Suh Joy conta que hoje parou de participar das batalhas, pois se identifica mais com a composição das músicas do que com a rima improvisada, mas que ainda gosta bastante do ambiente e de ir para prestigiar. O respeito pelas mulheres no rap, a possibilidade de elas também poderem se expressar nesse estilo e na vida, as desigualdades sociais e relatos, que geram identificação em quem ouve, são alguns dos caminhos que Suh Joy segue em suas composições, além de utilizar as suas letras como forma de desabafo. “Eu sou apaixonada até hoje. O rap é uma paixão que vai durar a minha vida toda, porque ele me ajudou de várias formas a me entender, a me conhecer e conhecer outras pessoas, aprender sobre outras culturas. Já viajei para outras cidades para gravar e para cantar em alguns eventos. O rap formou o que eu sou hoje. Eu dei um tempo na música, mas eu escuto todo dia. Faz parte da minha vida”.
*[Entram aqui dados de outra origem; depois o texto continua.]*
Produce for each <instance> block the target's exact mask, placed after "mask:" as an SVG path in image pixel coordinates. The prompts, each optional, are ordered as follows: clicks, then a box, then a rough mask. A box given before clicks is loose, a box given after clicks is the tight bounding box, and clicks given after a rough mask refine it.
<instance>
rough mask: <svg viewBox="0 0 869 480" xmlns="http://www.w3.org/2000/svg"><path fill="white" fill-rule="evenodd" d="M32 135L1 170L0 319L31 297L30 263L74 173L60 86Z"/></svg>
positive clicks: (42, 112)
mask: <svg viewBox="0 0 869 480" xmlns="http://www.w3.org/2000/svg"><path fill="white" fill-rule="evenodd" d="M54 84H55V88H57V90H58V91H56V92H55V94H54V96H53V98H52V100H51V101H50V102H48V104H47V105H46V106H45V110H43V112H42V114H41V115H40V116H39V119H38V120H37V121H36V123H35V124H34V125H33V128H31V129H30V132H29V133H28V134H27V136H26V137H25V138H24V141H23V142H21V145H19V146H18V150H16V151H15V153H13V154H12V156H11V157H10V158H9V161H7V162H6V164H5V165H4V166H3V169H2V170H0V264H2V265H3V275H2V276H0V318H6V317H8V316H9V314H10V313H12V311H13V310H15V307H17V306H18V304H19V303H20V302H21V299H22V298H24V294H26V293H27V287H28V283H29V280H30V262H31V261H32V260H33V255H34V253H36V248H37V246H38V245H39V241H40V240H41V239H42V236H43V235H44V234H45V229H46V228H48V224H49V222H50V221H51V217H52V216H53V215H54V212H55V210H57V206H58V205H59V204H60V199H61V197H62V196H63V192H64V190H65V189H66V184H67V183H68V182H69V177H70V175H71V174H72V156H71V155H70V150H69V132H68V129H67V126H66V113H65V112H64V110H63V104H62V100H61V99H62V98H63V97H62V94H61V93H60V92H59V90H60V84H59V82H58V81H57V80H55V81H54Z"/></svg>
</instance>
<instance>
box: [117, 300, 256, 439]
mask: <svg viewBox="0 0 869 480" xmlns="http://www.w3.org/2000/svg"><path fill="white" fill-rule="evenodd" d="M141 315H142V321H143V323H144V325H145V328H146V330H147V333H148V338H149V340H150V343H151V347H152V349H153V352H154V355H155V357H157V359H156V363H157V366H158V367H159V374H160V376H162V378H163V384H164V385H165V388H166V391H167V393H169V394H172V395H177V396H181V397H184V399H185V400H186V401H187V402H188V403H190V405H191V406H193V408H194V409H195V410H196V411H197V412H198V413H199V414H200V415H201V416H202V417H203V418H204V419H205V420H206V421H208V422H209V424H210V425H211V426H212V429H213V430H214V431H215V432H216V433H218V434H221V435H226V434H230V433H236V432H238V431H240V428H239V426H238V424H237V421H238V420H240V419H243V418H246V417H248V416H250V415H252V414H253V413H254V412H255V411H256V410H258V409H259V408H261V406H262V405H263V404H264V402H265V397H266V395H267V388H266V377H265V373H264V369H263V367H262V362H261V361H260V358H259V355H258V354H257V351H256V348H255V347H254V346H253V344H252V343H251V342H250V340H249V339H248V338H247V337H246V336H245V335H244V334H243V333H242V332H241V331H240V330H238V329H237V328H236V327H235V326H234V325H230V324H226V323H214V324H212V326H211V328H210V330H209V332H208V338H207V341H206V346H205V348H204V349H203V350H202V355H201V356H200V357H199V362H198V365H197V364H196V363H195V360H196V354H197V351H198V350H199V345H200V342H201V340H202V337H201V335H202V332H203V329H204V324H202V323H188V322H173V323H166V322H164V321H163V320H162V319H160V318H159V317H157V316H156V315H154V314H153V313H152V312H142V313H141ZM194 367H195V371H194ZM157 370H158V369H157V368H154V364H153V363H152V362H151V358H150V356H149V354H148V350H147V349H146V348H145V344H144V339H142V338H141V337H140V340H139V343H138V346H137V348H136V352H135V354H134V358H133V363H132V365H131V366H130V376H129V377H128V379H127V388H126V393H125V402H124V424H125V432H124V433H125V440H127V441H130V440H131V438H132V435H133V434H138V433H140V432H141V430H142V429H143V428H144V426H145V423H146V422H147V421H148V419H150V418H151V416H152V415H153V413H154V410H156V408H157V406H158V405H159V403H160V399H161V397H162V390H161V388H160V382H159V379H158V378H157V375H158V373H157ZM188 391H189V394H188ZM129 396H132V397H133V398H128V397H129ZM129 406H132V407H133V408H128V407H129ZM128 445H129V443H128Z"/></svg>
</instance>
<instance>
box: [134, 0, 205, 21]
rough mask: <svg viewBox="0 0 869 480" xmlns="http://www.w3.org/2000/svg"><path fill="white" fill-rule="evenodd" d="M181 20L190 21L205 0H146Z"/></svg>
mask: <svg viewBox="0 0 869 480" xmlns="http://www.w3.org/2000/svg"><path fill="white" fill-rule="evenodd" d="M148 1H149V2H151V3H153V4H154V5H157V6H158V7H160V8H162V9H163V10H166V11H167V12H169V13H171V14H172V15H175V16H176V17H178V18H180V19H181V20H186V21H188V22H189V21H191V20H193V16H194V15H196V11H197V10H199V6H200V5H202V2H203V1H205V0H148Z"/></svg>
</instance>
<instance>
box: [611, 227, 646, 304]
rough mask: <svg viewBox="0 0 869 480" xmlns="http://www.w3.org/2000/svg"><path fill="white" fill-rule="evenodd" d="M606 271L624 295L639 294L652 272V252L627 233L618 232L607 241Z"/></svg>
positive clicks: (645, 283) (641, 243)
Lucas, mais conhecido como Duguetto, é um cantor de 21 anos que vem desde 2020 trabalhando de forma independente e lançando suas músicas. Também se interessa por música desde pequeno, gostava de rimar nos intervalos da escola. Por volta de 2017, começou a ir para a Batalha do Marco Zero, no centro de Caruaru. Meses depois, juntou-se a um amigo e montou a Alto Bolado Records. Foi assim que eles começaram a produzir músicas e videoclipes. Tempos depois seu amigo viajou para São Paulo e a produtora que eles haviam montado acabou. Após isso, Duguetto foi chamado pela gravadora de Garanhuns Sem Diploma Records e vem produzindo desde então. O artista investe em um dos subgêneros do rap, o trap.
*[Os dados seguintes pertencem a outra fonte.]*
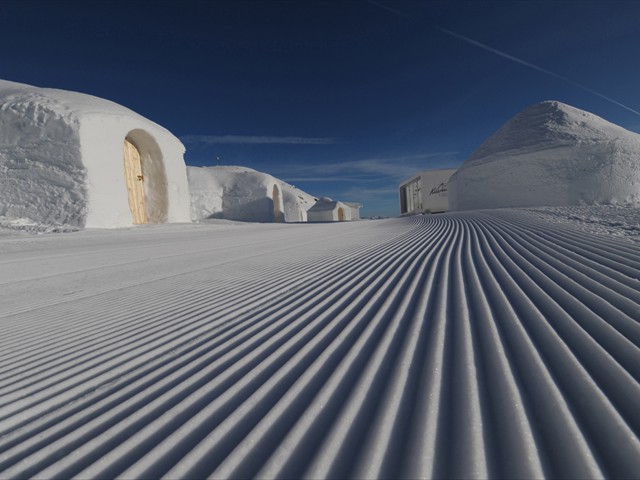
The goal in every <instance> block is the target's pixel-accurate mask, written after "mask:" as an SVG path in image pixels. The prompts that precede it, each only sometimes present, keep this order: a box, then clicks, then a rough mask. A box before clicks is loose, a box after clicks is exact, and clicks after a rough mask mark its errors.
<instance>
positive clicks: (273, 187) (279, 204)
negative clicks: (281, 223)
mask: <svg viewBox="0 0 640 480" xmlns="http://www.w3.org/2000/svg"><path fill="white" fill-rule="evenodd" d="M271 196H272V198H273V219H274V221H275V222H276V223H282V220H283V218H282V217H283V215H282V210H280V189H279V188H278V186H277V185H274V186H273V191H272V195H271Z"/></svg>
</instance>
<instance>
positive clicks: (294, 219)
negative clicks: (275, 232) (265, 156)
mask: <svg viewBox="0 0 640 480" xmlns="http://www.w3.org/2000/svg"><path fill="white" fill-rule="evenodd" d="M187 173H188V177H189V188H190V191H191V218H192V220H194V221H202V220H206V219H214V218H223V219H228V220H239V221H248V222H278V221H285V222H304V221H306V220H307V210H308V209H309V208H311V206H313V204H314V203H315V201H316V199H315V198H314V197H313V196H311V195H309V194H308V193H306V192H303V191H302V190H299V189H298V188H296V187H294V186H293V185H290V184H288V183H286V182H284V181H282V180H279V179H277V178H275V177H273V176H271V175H269V174H267V173H262V172H258V171H256V170H253V169H251V168H247V167H240V166H216V167H188V168H187Z"/></svg>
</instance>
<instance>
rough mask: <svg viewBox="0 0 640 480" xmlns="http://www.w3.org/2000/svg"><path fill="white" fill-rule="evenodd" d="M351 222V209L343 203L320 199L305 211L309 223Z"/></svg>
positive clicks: (322, 197) (326, 199)
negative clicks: (321, 222) (322, 222)
mask: <svg viewBox="0 0 640 480" xmlns="http://www.w3.org/2000/svg"><path fill="white" fill-rule="evenodd" d="M349 220H351V208H350V207H349V206H348V205H347V204H346V203H343V202H338V201H336V200H332V199H330V198H328V197H322V198H321V199H320V200H318V201H317V202H316V203H315V205H314V206H313V207H311V208H310V209H309V210H307V221H309V222H347V221H349Z"/></svg>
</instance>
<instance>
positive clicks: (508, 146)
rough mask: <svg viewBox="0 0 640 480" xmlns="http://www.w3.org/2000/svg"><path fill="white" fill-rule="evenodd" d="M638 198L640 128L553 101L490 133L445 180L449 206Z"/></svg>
mask: <svg viewBox="0 0 640 480" xmlns="http://www.w3.org/2000/svg"><path fill="white" fill-rule="evenodd" d="M629 203H640V135H638V134H636V133H633V132H630V131H628V130H625V129H624V128H622V127H620V126H618V125H615V124H613V123H610V122H608V121H606V120H604V119H602V118H600V117H598V116H596V115H593V114H591V113H588V112H585V111H583V110H579V109H577V108H574V107H571V106H569V105H565V104H563V103H560V102H557V101H546V102H542V103H540V104H537V105H533V106H531V107H529V108H527V109H525V110H524V111H522V112H521V113H520V114H518V115H517V116H515V117H514V118H513V119H511V120H510V121H508V122H507V123H506V124H505V125H504V126H503V127H501V128H500V129H499V130H498V131H497V132H496V133H495V134H493V135H492V136H491V137H490V138H488V139H487V140H486V141H485V142H484V143H483V144H482V145H481V146H480V148H478V149H477V150H476V151H475V152H474V153H473V154H472V155H471V157H470V158H469V159H468V160H467V161H466V162H464V164H463V165H462V166H461V167H460V169H459V170H458V171H457V172H456V173H455V174H454V175H453V176H452V177H451V179H450V181H449V206H450V209H451V210H473V209H485V208H503V207H505V208H508V207H532V206H568V205H582V204H629Z"/></svg>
O trap é um estilo que também surgiu nos Estados Unidos e se popularizou no restante do mundo a partir dos anos 2000 e hoje possui um enorme espaço na indústria musical, tendo como principais nomes nacionais Migos, Raffa Moreira, Matuê e L7nnon. O gênero é conhecido por investir mais na melodia, diferente de estilos mais antigos do rap, o uso de sintetizadores da música eletrônica, timbres mais melódicos e o uso do autotune também são características marcantes. O cantor conta que em Caruaru o estilo não é muito acessível, pois faltam artistas e produtores produzindo e investindo em qualidade e que, infelizmente, para conseguir produzir ele precisa se deslocar para outras cidades às vezes. Por isso, Duguetto é considerado e se considera um dos primeiros no investimento no rap profissional em Caruaru.


Há uma discussão sobre trap ser ou não rap. O estilo ficou conhecido pelas letras com fortes críticas sociais, mas hoje a diversidade de temas é ampla e o próprio trap bebe bastante dessas possibilidades. Duguetto diz que os artistas que acreditam que o hip hop music é só uma coisa e que a música que ele produz não faz parte do movimento está se limitando e se recusando a acompanhar a evolução do gênero.
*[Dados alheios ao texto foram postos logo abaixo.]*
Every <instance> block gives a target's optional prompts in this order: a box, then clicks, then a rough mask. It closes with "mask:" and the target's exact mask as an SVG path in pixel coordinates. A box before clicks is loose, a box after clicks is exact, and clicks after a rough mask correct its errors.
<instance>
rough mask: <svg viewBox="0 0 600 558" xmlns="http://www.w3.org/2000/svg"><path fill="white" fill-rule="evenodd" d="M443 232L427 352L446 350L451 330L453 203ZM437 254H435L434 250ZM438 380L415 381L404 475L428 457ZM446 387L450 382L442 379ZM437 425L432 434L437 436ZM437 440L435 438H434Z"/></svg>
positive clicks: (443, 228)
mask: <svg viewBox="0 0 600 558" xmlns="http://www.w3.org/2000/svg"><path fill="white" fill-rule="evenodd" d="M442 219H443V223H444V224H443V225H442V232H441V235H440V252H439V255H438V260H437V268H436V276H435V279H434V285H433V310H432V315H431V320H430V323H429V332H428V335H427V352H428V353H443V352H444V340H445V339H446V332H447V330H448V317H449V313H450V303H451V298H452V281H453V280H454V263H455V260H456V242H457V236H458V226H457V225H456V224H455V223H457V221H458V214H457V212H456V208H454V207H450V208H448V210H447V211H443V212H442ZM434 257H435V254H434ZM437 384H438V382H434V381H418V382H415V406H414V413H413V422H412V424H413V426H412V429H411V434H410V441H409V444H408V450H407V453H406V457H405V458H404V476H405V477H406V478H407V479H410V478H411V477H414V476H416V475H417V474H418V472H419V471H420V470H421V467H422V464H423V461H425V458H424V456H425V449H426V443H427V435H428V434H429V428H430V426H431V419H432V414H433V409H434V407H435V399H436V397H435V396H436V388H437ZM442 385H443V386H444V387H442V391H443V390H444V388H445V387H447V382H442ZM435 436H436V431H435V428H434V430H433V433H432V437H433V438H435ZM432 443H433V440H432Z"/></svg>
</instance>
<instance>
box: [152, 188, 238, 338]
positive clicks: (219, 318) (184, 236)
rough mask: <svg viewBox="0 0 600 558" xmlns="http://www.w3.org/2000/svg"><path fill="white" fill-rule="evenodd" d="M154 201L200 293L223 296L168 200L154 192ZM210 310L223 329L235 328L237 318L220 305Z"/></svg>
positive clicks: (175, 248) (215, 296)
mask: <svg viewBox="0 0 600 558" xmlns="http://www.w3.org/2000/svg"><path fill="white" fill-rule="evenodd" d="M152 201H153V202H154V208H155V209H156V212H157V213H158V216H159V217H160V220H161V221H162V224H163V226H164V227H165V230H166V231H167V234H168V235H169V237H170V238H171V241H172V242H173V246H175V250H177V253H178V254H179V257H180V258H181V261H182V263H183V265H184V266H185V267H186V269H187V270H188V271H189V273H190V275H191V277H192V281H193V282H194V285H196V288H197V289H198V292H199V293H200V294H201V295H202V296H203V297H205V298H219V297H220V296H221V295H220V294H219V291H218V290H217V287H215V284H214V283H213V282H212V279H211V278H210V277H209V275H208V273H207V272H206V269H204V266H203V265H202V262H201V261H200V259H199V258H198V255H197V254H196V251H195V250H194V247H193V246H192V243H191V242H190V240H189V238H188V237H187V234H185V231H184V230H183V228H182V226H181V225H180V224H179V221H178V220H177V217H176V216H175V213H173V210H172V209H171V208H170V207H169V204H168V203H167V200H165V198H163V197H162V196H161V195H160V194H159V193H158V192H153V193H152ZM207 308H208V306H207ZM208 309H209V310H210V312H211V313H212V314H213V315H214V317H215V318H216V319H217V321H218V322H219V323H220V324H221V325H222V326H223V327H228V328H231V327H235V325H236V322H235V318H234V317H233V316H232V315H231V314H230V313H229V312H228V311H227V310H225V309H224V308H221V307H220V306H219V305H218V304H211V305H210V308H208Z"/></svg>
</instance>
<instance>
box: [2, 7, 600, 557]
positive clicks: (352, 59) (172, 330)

Leandro, mais conhecido como Coelhão, ouve rap desde criança, mas seu primeiro contato com batalha de rima foi em 2017, na praça da Nova Euterpe, no centro de Caruaru. O MC conta que nunca havia rimado, mas que, como estava faltando um competidor, o seu amigo o colocou na batalha. Mesmo perdendo, Coelhão gostou da experiência e começou a treinar improvisação e a participar de outras batalhas. As maiores referências para Leandro são Emicida, Racionais, Sant e como referências de sua cidade ele cita Acuzado MC e o grupo Astucia Skateboard. O rapper conta que, quando está rimando se sente livre para desabafar, passar alguma mensagem ou para se divertir e que é uma sensação única. “Para mim, o rap significa união, igualdade e estilo de vida. Ele me ensinou a ver as coisas de um jeito diferente, de ser e de pensar diferente também.”


É sempre emocionante olhar para o passado e enxergar a arte que resiste e existe até hoje. O rap entrou na grande indústria musical, mas também ainda se manifesta nas ruas, nas festas. Alguns cantores conciliam suas horas de estúdio com o suor e a emoção de encarar um oponente e confrontá-lo numa batalha. Outros MCs compõem, mas não improvisam, outros improvisam, mas não compõem. Esse som continua arrastando tudo que vê pela frente, como uma tempestade. Também continua mudando a vida de milhares de pessoas, de periferias, de bairros e cidades. Dos shows com as maiores estruturas possíveis e clipes de alta definição às batalhas de rima nas calçadas com apenas uma caixinha simples de som e vários corações apaixonados e enlaçados pela arte e pela cultura, o rap vem conquistando cada vez mais espaço.